As the dismal state of the economy continues to pressure bottom lines, maintaining the health and productivity of a company’s relationship with its insurance broker is of paramount importance for mid-market executives.
However, several brokerage experts said those very economic pressures have, in many cases, led mid-market companies to view their brokers more as vendors than as business partners, insisting on lower upfront costs while drawing back on the amount of direct involvement, level of trust and breadth of information they invest in the relationship.
That shift in the buyers’ attitudes toward insurance brokerage services, they said, ultimately could limit their access to coverage or leave them exposed to risks that are not addressed.
“Middle-market clients have really tended to treat the insurance process as though they’re buying a commodity, more so these days than they have in the past,” said Todd Belden, a Cincinnati-based VP at Hylant Group Inc. “Their directive to us will be to give them the lowest price possible on their premium without wanting to get involved in the process.”
“When you do that, it becomes a challenge for the broker to help the buyer distinguish between the premium cost and the coverage’s actual value,” he added.

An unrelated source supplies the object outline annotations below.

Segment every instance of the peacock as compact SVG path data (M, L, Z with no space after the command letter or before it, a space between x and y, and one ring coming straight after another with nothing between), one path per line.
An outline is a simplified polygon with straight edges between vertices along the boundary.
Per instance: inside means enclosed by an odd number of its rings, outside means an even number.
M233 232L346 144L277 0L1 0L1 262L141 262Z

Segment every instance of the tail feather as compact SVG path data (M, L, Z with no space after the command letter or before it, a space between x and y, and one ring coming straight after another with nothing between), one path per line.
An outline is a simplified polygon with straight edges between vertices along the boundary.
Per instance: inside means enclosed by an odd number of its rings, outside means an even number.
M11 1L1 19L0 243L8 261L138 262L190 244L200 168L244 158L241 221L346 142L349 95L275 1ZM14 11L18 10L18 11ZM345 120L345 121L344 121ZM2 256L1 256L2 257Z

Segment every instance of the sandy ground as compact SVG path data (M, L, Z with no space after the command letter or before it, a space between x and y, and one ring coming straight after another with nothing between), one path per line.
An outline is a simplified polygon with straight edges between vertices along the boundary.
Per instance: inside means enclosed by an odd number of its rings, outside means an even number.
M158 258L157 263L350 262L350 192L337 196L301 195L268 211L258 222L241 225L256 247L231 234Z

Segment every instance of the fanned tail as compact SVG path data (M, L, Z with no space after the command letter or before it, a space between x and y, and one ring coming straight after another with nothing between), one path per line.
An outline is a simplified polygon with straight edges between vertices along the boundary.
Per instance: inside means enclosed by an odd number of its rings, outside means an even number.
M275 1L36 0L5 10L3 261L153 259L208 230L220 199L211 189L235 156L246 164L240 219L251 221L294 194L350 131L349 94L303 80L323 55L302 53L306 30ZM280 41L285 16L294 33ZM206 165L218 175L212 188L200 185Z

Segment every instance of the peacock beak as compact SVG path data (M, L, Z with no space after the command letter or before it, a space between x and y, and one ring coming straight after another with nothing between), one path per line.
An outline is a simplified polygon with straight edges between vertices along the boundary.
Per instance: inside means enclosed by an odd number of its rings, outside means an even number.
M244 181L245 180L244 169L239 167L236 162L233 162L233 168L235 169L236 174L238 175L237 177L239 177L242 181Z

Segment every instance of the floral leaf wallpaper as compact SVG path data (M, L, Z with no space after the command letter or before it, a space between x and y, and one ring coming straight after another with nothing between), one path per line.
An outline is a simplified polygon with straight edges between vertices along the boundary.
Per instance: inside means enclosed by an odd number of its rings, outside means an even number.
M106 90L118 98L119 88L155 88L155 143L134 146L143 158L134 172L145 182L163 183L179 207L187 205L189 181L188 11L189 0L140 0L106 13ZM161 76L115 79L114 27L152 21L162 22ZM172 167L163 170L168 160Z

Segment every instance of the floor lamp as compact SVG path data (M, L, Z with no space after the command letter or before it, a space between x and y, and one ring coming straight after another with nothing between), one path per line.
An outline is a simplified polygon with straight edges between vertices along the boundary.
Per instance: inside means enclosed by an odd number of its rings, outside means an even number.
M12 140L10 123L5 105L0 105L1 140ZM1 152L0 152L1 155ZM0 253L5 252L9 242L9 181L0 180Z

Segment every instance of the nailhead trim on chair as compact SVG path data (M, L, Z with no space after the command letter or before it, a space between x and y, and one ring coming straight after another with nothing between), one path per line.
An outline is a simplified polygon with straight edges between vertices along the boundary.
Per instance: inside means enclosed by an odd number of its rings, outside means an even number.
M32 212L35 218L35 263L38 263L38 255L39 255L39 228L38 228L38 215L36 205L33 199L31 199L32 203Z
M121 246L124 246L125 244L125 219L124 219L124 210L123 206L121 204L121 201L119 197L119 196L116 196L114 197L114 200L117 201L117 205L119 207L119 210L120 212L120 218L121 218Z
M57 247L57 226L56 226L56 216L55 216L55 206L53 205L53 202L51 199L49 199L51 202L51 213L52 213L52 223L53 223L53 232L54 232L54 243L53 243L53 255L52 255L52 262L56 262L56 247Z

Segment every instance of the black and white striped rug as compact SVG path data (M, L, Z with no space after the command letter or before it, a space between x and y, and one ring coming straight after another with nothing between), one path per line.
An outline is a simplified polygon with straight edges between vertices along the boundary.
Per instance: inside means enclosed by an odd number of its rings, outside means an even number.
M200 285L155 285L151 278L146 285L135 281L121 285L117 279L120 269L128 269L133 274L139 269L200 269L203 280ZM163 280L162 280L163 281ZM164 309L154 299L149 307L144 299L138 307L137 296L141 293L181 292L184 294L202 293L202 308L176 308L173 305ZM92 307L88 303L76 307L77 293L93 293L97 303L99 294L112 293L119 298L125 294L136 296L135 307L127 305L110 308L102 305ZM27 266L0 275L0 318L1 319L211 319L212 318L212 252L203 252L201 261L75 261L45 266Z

Of all the behaviors that tend to limit the quality of brokerage service mid-market companies might receive, inadequate or infrequent communication with their broker is by far the most common, experts said. Fearful that it will leak to competitors or simply unaccustomed to doing so, many private and nonprofit companies are hesitant to share vital financial information, claims history or operating procedures, experts said.
More often, companies neglect to regularly inform their brokers of significant changes to the business—new facilities, products or operating territories—waiting instead to broach the subject just before a policy is due for renewal, if ever.
“A lot of these clients simply don’t trust us enough,” said David Jones, vp of risk management accounts at Lockton Cos. L.L.C. in Philadelphia. “We can help them if they would just tell us where they’re struggling and what they need.”
Another common problem plaguing relations between mid-market companies and their brokers, experts said, is a fundamental lack of understanding of the parties’ respective interests and objectives.
In particular, companies that use third-party consultants to negotiate with a broker on their behalf risk alienating both parties by not facilitating an ongoing three-way conversation to discuss coverage goals, financial limitations and other important factors.
“You often don’t see an agreement about what the real objectives are for the client,” said Steve Anderson, an executive managing director at Beecher Carlson Holdings Inc. in New York. In a lot of cases, the broker and the consultant see each other more as competitive threats or adversaries, and they wind up working to cross-purposes.”
Further complications can arise if a company or its third-party consultant uses multiple brokers in a competitive bid to place one policy, which Mr. Anderson said can lead some brokers to drop a client’s account altogether.
“We’ll get instructions to go out and secure best terms from the market for something like management liability coverage, only to discover a client has one or more other brokers that we didn’t know about actively trying to do the same thing,” Mr. Anderson. “It provides a disincentive in some cases for the broker, because they’re so far removed from really understanding what’s happening with the client that they decide ultimately that it’s a waste of time.”
Poor communication, withholding information and generally misunderstanding a broker’s objectives often can be toxic to a mid-market firm’s ability to secure adequate coverage, particularly in high-risk industries such as health care and technology. Although the insurance market for midsize firms still is largely favorable to the buyer, experts said underwriters are becoming a bit more selective with their risk appetite, reserving the broadest coverages for clients with comprehensive financial information and claims histories.
“Any uncertainty about what the company does or its financials, or the future viability of the business is going to translate into more conservative coverage,” said Lesley Warrin, a senior VP at Willis North America in New York. “When an underwriter feels like they have a full grasp of the business and there’s some transparency there, that’s always going to play to the client’s benefit.”
“Where we’re seeing problems is where the communication and information-sharing habits don’t improve,” Mr. Belden said. “I think what those buyers would see, eventually, are tougher underwriting standards and tougher pricing. In essence, the can create their own problems in the market.”